The phrase “I trust XYZ news” used to mean “I believe XYZ has no overt political agenda which affects its reporting of the news.”

The phrase “I trust XYZ news” now means “I want XYZ to have an overt political agenda, as long as it’s the right one, i.e. the one I agree with. And it’s the wrong one, the one I don’t agree with, then I don’t trust them."

Chalk up another major hit on a relationship word from the forces of fear and suspicion.

Terms like “loyalty,” “relationship capital,” and “customer focus”—all words with ancient connotations of linking human beings—have been quietly subverted to connote separating people, to position people as mere means to corporate ends.

Nowadays, “loyalty” is no longer earned–it is suborned. The meaning of the word is turned inside out.

And when “trust” gets the Big Lie treatment, it’s particularly dangerous.

Many people who say the media can’t be trusted in fact have their own agenda—to force the media to become competing propagandist outlets–something that used to be synonymous with “untrustworthy.”

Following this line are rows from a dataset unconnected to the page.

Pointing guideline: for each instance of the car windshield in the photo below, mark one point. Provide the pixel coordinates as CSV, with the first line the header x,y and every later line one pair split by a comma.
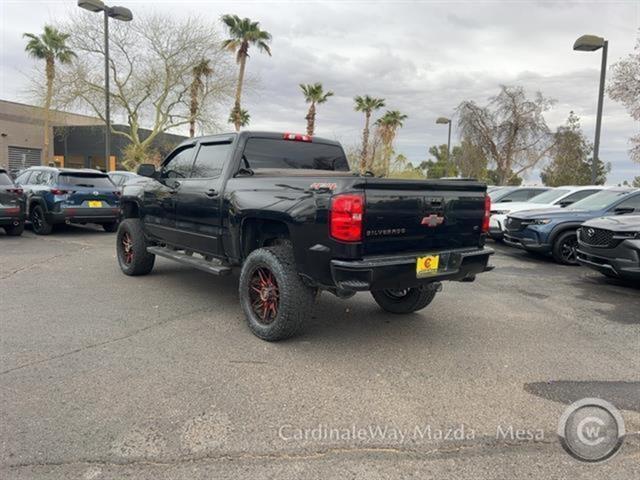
x,y
549,196
600,200
499,193
85,180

Partisanship is the new trust. It means the opposite of what it used to mean. Black is white, up is down.

If it doesn’t scream “fraud” at such efforts, the media is complicit in its own mugging. For “trust” must at its heart mean relationships between people—not objectification, fear, suspicion, and competition between people.

Here’s how depressingly easy it is to get suckered in. The very author of the cited study himself, Seth Rosenthal, is showing signs of infection. By characterizing one industry option in this way:

“to provide coverage that echoes the political views of a particular segment of the population, gaining their trust while alienating others”

he has already conflated “particular political views” with the phrase “gaining their trust.” That is: in his own words, he equates “trust” with partisan political views.

No, no, Mr. Rosenthal! The zombies are coming to bite you–wake up, wake up!

 

 

1 reply
  1. Peter Hutchinson
    Peter Hutchinson says:

    The Glorious New York Times, gets praise and blame for a spread of mistrust among readers, partisan in its liberal views, so called. I see the NYT as objective, par excellance, mainly because the writings and facts reported are relevant and understood as such. No sense conflating my views with subject matter experts, objectivity, and trust, for me I hope this works to get a grip on my voting consistently democratic at voting booth.